Theaterhaus Jazztage

Sosa © Hans Kumpf

Stuttgart

Von Harry Schmidt. Fünf Tage voller Jazz boten die 23 Konzerte der diesjährigen Theaterhaus Jazztage. Stets über die Osterfeiertage reicht die Bandbreite auf dem Stuttgarter Pragsattel von internationaler Reichweite bis zu regionalen Newcomern. Die 32. Auflage des Festivals stand im Zeichen der Gleichberechtigung, war Theaterhaus-Leiter Werner Schretzmeier und Programmplaner Wolfgang Marmulla im Vorjahr doch ein ausgesprochen männlich dominiertes Line-up „einfach passiert“, so Schretzmeier selbstkritisch.
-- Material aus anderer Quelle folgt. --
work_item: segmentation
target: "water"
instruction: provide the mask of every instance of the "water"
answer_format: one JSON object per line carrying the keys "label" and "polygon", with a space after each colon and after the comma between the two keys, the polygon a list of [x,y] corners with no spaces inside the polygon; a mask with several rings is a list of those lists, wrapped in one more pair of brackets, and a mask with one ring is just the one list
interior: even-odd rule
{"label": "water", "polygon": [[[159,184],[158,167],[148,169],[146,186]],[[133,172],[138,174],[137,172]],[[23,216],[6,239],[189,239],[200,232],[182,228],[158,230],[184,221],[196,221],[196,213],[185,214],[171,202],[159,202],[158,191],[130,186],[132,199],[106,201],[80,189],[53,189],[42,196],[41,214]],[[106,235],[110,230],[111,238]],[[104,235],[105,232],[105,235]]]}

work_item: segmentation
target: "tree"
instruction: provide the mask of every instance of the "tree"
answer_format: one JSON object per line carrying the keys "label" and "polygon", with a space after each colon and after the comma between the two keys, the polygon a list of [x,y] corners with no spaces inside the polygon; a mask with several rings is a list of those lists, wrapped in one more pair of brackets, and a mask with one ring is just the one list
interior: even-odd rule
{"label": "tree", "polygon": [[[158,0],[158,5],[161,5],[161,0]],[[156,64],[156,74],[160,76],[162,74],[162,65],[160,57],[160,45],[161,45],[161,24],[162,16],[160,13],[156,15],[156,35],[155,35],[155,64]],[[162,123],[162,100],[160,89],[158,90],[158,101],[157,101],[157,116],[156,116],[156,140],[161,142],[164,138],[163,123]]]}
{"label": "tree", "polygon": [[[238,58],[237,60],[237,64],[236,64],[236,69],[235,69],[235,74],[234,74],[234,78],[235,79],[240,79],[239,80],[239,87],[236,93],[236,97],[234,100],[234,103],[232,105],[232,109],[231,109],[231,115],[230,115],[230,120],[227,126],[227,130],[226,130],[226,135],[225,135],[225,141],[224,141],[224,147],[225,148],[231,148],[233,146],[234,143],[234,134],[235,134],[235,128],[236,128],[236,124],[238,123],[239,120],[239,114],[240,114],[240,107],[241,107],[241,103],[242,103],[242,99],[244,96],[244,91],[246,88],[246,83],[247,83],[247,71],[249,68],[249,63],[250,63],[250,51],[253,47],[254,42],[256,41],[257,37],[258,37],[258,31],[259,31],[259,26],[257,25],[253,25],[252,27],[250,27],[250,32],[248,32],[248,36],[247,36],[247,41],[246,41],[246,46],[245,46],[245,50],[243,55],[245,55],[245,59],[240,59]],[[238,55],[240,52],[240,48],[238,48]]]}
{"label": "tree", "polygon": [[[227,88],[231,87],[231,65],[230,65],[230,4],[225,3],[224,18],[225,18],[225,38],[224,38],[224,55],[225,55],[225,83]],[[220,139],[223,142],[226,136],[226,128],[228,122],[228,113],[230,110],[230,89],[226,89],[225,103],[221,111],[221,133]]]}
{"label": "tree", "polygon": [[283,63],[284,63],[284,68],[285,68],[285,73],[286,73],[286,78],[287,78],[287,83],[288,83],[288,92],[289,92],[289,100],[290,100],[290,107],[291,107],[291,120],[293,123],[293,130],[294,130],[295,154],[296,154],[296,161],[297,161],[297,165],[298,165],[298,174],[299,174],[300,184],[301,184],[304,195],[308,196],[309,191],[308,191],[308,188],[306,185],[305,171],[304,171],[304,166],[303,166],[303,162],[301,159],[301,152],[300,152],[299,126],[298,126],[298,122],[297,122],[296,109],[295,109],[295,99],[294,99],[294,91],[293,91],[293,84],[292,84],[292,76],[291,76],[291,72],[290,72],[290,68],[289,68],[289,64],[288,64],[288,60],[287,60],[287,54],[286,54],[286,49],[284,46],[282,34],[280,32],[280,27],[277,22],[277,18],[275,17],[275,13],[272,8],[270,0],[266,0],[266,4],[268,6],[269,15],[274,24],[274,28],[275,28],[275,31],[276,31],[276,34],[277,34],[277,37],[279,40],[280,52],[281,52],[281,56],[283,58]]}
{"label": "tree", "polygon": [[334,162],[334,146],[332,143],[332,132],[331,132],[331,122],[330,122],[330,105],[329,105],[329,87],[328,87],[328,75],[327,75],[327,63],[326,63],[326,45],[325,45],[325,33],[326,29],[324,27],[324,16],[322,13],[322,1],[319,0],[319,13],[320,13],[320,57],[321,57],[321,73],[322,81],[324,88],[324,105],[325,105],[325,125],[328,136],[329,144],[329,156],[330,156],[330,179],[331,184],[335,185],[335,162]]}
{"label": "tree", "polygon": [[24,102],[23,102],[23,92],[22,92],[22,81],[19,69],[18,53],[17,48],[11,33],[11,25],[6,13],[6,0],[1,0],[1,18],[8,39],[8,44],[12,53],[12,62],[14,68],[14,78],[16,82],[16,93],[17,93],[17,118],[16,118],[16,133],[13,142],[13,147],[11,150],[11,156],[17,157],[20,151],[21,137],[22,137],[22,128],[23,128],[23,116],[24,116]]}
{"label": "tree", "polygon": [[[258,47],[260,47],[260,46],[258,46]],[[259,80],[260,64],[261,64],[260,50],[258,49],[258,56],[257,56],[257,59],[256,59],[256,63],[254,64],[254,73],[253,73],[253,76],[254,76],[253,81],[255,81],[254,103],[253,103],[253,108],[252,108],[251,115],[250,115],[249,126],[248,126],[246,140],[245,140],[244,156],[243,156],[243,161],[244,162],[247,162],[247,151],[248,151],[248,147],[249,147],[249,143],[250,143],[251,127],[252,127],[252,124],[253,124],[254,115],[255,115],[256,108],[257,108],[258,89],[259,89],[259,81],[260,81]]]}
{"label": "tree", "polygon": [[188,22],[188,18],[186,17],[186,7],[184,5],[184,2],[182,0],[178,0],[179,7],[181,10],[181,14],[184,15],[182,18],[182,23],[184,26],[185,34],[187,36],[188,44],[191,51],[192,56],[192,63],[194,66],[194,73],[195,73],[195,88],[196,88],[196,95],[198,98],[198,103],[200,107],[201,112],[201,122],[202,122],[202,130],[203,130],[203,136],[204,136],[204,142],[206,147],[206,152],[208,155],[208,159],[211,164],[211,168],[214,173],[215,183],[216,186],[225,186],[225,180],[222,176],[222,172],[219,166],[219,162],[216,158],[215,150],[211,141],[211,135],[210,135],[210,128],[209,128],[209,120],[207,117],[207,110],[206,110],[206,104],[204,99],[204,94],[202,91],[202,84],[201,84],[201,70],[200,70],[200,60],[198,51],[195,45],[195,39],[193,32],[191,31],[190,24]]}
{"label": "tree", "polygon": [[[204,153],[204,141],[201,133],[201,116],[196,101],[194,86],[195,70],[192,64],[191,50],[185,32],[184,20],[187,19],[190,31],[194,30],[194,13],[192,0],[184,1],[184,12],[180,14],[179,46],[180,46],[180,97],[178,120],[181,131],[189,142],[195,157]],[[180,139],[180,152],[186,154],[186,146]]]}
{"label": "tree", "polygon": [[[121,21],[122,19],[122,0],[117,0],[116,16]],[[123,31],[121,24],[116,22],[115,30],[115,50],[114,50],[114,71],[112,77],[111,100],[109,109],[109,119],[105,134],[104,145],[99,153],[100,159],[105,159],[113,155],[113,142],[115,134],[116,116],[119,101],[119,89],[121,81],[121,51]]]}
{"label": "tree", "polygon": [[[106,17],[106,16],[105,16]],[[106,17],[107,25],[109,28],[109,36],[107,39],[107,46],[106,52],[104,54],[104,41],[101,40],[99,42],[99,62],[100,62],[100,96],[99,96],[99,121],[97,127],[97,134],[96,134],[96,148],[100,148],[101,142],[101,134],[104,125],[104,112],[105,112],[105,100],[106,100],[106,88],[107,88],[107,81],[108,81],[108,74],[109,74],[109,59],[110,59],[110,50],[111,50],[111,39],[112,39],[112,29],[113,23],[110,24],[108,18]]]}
Die Bestrebung, Frauen nicht auf die Rolle der dekorativen Sängerin zu reduzieren, war mit Auftritten der Monika Roscher Bigband, Monika Herzig’s Sheroes, dem Julia Hülsmann Trio, dem Afrobeat-Oktett Kokoroko, der Trompeterin, Multi-Instrumentalistin und Produzentin Emma-Jean Thackray, die mit ihrer Band Walrus nachhaltigen Eindruck hinterließ, dem Trio Die Kusimanten und dem Klaus Paier / Asja Valcic Quartet klar erkennbar.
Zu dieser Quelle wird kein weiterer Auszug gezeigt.